Papoulias highlighted the fact that Greece was the top investor in Albania and the country's second-largest trade partner, adding that he was closely monitoring the progress of the country's ethnic Greek population in order to work together with Albanian authorities on any problems that might arise.

He also pointed to the presence of hundreds of thousands of Albanian guest workers in Greece that were helping the neighbouring country's economic growth and fuelling the Albanian economy with the money they send back home.

In statements after his meeting with Papoulias, the Albanian president thanked him for the positive part he had played in the development of Greek-Albanian relations and in the gradual improvement of the standing and the legalisation of Albanian migrants living in Greece through a series of presidential decrees, in addition to an agreement for improving the education of Albanian children in their native tongue.
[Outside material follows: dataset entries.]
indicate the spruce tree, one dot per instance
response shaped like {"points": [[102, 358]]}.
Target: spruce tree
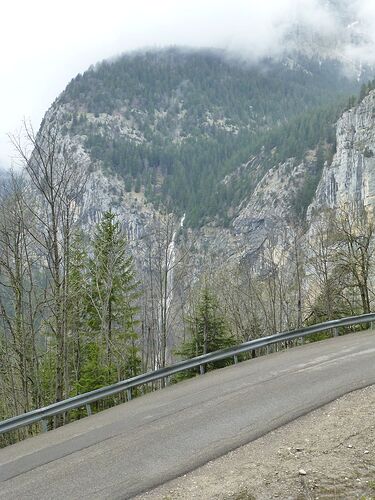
{"points": [[112, 308], [208, 330]]}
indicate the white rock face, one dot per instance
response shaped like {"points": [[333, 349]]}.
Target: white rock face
{"points": [[351, 176]]}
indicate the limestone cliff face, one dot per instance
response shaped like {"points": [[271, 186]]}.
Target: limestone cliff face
{"points": [[351, 176]]}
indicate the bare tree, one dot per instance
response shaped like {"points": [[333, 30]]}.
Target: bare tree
{"points": [[57, 182]]}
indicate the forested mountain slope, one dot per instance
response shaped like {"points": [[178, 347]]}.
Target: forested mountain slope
{"points": [[179, 123]]}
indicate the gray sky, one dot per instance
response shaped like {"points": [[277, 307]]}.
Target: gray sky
{"points": [[46, 43]]}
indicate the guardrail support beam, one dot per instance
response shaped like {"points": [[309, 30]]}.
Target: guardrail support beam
{"points": [[252, 348]]}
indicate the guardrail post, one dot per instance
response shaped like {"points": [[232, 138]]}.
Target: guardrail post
{"points": [[44, 424]]}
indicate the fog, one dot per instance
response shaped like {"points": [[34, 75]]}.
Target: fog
{"points": [[45, 44]]}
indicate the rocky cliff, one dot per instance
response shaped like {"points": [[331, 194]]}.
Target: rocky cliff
{"points": [[351, 175]]}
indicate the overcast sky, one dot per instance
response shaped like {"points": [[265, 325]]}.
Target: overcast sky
{"points": [[46, 43]]}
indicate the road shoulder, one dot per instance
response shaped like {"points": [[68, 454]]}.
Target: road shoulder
{"points": [[329, 453]]}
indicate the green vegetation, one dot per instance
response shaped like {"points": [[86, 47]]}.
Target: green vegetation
{"points": [[194, 117], [208, 330]]}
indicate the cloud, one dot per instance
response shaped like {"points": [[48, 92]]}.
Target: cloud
{"points": [[48, 43]]}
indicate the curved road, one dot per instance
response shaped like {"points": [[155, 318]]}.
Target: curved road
{"points": [[136, 446]]}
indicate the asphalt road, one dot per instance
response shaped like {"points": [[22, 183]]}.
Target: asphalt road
{"points": [[136, 446]]}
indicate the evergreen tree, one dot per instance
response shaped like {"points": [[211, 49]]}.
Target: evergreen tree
{"points": [[208, 330], [112, 307]]}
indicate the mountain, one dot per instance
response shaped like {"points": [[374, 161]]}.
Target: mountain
{"points": [[180, 126]]}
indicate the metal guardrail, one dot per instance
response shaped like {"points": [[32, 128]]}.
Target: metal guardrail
{"points": [[84, 400]]}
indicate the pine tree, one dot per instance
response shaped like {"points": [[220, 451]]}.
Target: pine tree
{"points": [[208, 330], [112, 306]]}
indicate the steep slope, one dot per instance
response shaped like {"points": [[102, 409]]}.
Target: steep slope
{"points": [[177, 124], [351, 175]]}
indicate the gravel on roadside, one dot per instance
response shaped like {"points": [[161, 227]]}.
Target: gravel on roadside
{"points": [[327, 454]]}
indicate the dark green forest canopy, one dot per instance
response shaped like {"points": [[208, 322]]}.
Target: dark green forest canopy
{"points": [[201, 115]]}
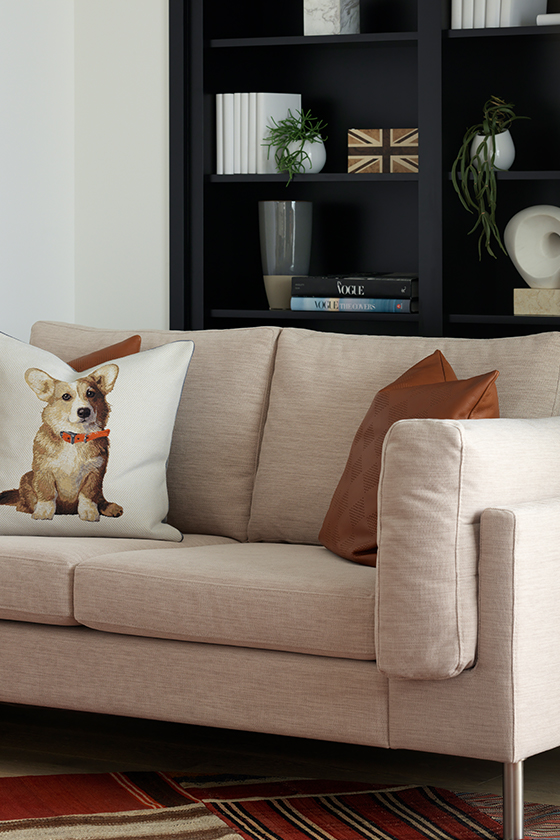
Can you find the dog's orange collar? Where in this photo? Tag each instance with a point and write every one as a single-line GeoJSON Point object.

Topi also referred to regional affairs, saying that independence for Kosovo would contribute to a final peace settlement for the region and would be a valuable contribution to peace. "Kosovo, Albania and Serbia all saw their future within the European family," he added.

Finally, he said that he had invited Papoulias to visit Albania, and that the Greek president had promised to carry out the trip very soon.
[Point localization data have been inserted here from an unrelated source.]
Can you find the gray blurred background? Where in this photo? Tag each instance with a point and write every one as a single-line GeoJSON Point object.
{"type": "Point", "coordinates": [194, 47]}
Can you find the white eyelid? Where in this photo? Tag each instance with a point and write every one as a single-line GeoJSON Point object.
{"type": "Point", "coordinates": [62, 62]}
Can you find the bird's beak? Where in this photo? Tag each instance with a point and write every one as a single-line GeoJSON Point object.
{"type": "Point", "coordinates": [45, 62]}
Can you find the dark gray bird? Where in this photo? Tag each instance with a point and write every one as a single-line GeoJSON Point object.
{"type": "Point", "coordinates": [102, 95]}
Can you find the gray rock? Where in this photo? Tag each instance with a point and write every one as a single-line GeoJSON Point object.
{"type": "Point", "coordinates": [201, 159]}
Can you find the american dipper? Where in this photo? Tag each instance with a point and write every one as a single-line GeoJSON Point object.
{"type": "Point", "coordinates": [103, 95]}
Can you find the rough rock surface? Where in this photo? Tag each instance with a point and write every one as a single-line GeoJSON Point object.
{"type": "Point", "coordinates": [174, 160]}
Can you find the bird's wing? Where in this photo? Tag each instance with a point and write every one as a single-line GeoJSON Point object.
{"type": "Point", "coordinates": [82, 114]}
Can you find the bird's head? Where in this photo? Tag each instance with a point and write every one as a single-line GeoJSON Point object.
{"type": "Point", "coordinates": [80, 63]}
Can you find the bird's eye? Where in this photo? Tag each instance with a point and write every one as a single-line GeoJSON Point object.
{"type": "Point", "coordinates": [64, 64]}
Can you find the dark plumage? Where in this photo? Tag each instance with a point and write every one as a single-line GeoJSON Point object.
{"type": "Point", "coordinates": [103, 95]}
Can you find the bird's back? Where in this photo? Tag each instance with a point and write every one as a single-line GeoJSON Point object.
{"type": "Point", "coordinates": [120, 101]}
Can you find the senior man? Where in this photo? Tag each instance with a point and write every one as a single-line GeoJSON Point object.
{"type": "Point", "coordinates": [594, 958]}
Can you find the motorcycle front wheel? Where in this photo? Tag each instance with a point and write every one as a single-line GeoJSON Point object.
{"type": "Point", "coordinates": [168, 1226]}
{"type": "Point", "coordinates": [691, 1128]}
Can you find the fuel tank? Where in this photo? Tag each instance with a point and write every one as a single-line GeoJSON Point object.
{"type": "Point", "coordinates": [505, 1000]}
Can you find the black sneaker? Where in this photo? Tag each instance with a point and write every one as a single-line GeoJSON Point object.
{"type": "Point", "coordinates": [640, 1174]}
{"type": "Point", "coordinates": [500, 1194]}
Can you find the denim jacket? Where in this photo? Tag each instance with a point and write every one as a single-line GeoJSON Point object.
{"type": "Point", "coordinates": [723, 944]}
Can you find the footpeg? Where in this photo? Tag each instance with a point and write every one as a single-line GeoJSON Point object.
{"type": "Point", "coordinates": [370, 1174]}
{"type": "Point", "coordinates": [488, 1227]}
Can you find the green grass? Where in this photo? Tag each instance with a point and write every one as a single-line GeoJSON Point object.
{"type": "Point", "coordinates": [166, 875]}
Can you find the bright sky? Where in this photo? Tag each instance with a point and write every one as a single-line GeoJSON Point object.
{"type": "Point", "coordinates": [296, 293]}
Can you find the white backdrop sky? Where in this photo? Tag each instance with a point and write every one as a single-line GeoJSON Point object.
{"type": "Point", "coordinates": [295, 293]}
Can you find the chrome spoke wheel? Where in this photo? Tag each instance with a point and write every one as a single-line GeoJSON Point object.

Caption: Greek Prime Minister Costas Karamanlis (L) shakes hands with visiting Albanian President Bamir Topi outside the Maximos Mansion government house in Athens on Monday, Nov. 26, 2007 / G. ANTONIOU.

1 comment:

Anonymous said...

ATHENS, Greece (AP) - Albania's president said Monday that an independent Kosovo would contribute to peace and stability in the Balkans and Europe.
During a visit to neighboring Greece, President Bamir Topi said he had discussed Balkan issues, including the status of Kosovo, with President Karolos Papoulias.
Topi said afterward that granting Kosovo independence «would bea valuable contribution toward the final peace in the region.

Kosovo has been administered by the United Nations since a NATO-led bombardment in 1999 halted a Serb crackdown in the southern province, which is 90 percent ethnic Albanian. On Monday in Austria, international envoys were making a final effort to get Kosovo and Belgarde to agree on the province's future status.
Topi said the future of the western Balkans lies firmly in Europe.
«I believe, and I am convinced, that the region of Kosovo and Albania, but also Serbia, see their future in the European family,» Topi said.
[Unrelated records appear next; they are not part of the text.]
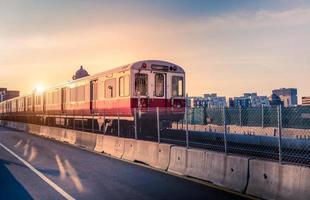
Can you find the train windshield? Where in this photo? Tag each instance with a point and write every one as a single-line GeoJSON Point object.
{"type": "Point", "coordinates": [177, 86]}
{"type": "Point", "coordinates": [141, 81]}
{"type": "Point", "coordinates": [159, 85]}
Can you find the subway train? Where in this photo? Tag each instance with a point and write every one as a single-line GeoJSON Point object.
{"type": "Point", "coordinates": [125, 95]}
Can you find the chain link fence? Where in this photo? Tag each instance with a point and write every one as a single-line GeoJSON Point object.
{"type": "Point", "coordinates": [276, 133]}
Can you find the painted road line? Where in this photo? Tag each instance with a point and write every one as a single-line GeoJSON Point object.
{"type": "Point", "coordinates": [47, 180]}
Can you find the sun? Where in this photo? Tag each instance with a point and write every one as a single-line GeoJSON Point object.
{"type": "Point", "coordinates": [39, 88]}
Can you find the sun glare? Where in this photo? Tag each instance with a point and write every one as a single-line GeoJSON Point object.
{"type": "Point", "coordinates": [39, 88]}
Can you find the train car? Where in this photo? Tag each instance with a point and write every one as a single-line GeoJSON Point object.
{"type": "Point", "coordinates": [144, 85]}
{"type": "Point", "coordinates": [38, 102]}
{"type": "Point", "coordinates": [14, 105]}
{"type": "Point", "coordinates": [53, 101]}
{"type": "Point", "coordinates": [21, 105]}
{"type": "Point", "coordinates": [2, 108]}
{"type": "Point", "coordinates": [29, 104]}
{"type": "Point", "coordinates": [120, 93]}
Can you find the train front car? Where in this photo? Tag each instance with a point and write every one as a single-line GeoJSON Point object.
{"type": "Point", "coordinates": [158, 85]}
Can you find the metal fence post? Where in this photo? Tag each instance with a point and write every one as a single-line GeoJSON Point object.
{"type": "Point", "coordinates": [135, 113]}
{"type": "Point", "coordinates": [263, 117]}
{"type": "Point", "coordinates": [240, 116]}
{"type": "Point", "coordinates": [93, 123]}
{"type": "Point", "coordinates": [186, 121]}
{"type": "Point", "coordinates": [280, 132]}
{"type": "Point", "coordinates": [225, 129]}
{"type": "Point", "coordinates": [73, 120]}
{"type": "Point", "coordinates": [158, 127]}
{"type": "Point", "coordinates": [118, 124]}
{"type": "Point", "coordinates": [83, 121]}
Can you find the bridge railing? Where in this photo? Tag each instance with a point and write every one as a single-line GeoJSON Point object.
{"type": "Point", "coordinates": [275, 133]}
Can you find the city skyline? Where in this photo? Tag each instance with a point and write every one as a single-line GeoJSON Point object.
{"type": "Point", "coordinates": [228, 47]}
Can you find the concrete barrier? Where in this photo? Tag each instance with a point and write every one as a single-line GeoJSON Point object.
{"type": "Point", "coordinates": [34, 129]}
{"type": "Point", "coordinates": [69, 136]}
{"type": "Point", "coordinates": [163, 156]}
{"type": "Point", "coordinates": [22, 127]}
{"type": "Point", "coordinates": [86, 140]}
{"type": "Point", "coordinates": [270, 180]}
{"type": "Point", "coordinates": [146, 152]}
{"type": "Point", "coordinates": [130, 146]}
{"type": "Point", "coordinates": [113, 146]}
{"type": "Point", "coordinates": [218, 168]}
{"type": "Point", "coordinates": [99, 143]}
{"type": "Point", "coordinates": [56, 133]}
{"type": "Point", "coordinates": [153, 154]}
{"type": "Point", "coordinates": [196, 163]}
{"type": "Point", "coordinates": [44, 131]}
{"type": "Point", "coordinates": [228, 171]}
{"type": "Point", "coordinates": [178, 160]}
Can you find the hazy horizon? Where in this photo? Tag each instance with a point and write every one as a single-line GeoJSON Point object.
{"type": "Point", "coordinates": [226, 47]}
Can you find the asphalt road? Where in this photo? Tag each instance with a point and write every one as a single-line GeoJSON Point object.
{"type": "Point", "coordinates": [60, 169]}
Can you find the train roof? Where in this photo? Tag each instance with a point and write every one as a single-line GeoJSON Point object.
{"type": "Point", "coordinates": [135, 65]}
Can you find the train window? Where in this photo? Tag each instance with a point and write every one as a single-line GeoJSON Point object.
{"type": "Point", "coordinates": [124, 86]}
{"type": "Point", "coordinates": [109, 88]}
{"type": "Point", "coordinates": [141, 85]}
{"type": "Point", "coordinates": [80, 93]}
{"type": "Point", "coordinates": [159, 85]}
{"type": "Point", "coordinates": [38, 100]}
{"type": "Point", "coordinates": [72, 94]}
{"type": "Point", "coordinates": [177, 86]}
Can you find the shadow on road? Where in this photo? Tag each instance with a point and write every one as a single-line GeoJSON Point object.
{"type": "Point", "coordinates": [10, 188]}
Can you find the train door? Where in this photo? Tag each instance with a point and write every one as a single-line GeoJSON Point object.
{"type": "Point", "coordinates": [93, 95]}
{"type": "Point", "coordinates": [63, 99]}
{"type": "Point", "coordinates": [160, 90]}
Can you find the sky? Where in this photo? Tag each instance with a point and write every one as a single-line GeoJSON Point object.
{"type": "Point", "coordinates": [227, 47]}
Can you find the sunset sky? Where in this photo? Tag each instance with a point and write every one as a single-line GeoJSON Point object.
{"type": "Point", "coordinates": [227, 47]}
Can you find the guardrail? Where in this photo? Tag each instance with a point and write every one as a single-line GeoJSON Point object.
{"type": "Point", "coordinates": [261, 178]}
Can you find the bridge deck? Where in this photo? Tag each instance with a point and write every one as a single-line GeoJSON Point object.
{"type": "Point", "coordinates": [84, 175]}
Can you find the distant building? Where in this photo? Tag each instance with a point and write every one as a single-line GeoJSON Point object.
{"type": "Point", "coordinates": [214, 101]}
{"type": "Point", "coordinates": [80, 73]}
{"type": "Point", "coordinates": [275, 100]}
{"type": "Point", "coordinates": [249, 100]}
{"type": "Point", "coordinates": [6, 94]}
{"type": "Point", "coordinates": [208, 101]}
{"type": "Point", "coordinates": [287, 95]}
{"type": "Point", "coordinates": [305, 101]}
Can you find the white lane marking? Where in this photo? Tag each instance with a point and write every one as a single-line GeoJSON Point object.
{"type": "Point", "coordinates": [26, 147]}
{"type": "Point", "coordinates": [33, 154]}
{"type": "Point", "coordinates": [48, 181]}
{"type": "Point", "coordinates": [74, 176]}
{"type": "Point", "coordinates": [61, 168]}
{"type": "Point", "coordinates": [18, 143]}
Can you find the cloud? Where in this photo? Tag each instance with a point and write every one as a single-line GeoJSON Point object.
{"type": "Point", "coordinates": [256, 20]}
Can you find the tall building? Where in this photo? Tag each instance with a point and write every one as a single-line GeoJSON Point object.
{"type": "Point", "coordinates": [6, 94]}
{"type": "Point", "coordinates": [214, 101]}
{"type": "Point", "coordinates": [249, 100]}
{"type": "Point", "coordinates": [287, 95]}
{"type": "Point", "coordinates": [305, 101]}
{"type": "Point", "coordinates": [208, 101]}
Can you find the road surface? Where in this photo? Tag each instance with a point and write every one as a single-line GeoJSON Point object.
{"type": "Point", "coordinates": [32, 167]}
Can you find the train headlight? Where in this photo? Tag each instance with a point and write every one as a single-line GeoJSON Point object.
{"type": "Point", "coordinates": [143, 65]}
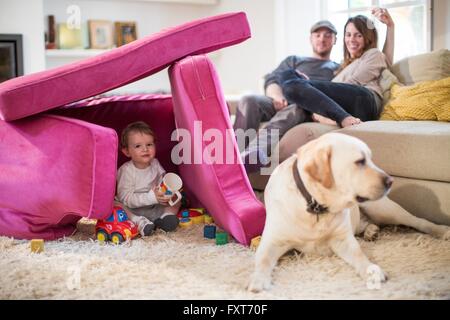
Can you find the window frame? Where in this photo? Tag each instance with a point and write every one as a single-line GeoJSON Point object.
{"type": "Point", "coordinates": [376, 3]}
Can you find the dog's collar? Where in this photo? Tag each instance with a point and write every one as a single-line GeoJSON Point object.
{"type": "Point", "coordinates": [312, 205]}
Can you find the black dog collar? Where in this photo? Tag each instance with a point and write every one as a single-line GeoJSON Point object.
{"type": "Point", "coordinates": [312, 206]}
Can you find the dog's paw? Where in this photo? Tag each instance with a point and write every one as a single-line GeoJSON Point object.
{"type": "Point", "coordinates": [258, 283]}
{"type": "Point", "coordinates": [371, 232]}
{"type": "Point", "coordinates": [374, 276]}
The two presidents, who have little real power, strove to patch up relations strained two years ago when Papoulias cut short a visit to Albania after protesters gathered outside his hotel. Relations between Greece and Albania have been strained periodically since the 1990 fall of communism in the tiny Balkan country because of perceptions of racism and xenophobia in Greece, and over the status and treatment of hundreds of thousands of Albanian immigrants. On Monday Papoulias, who was Greece's foreign minister in the late 1980s and mid-1990s reiterated Greece's support for the «European and Euro-Atlantic perspective of Albania,» which aims to join NATO and the EU. Up to 1 million Albanians live in Greece, many of them without proper immigration status, while Greece is the biggest single investor in Albania.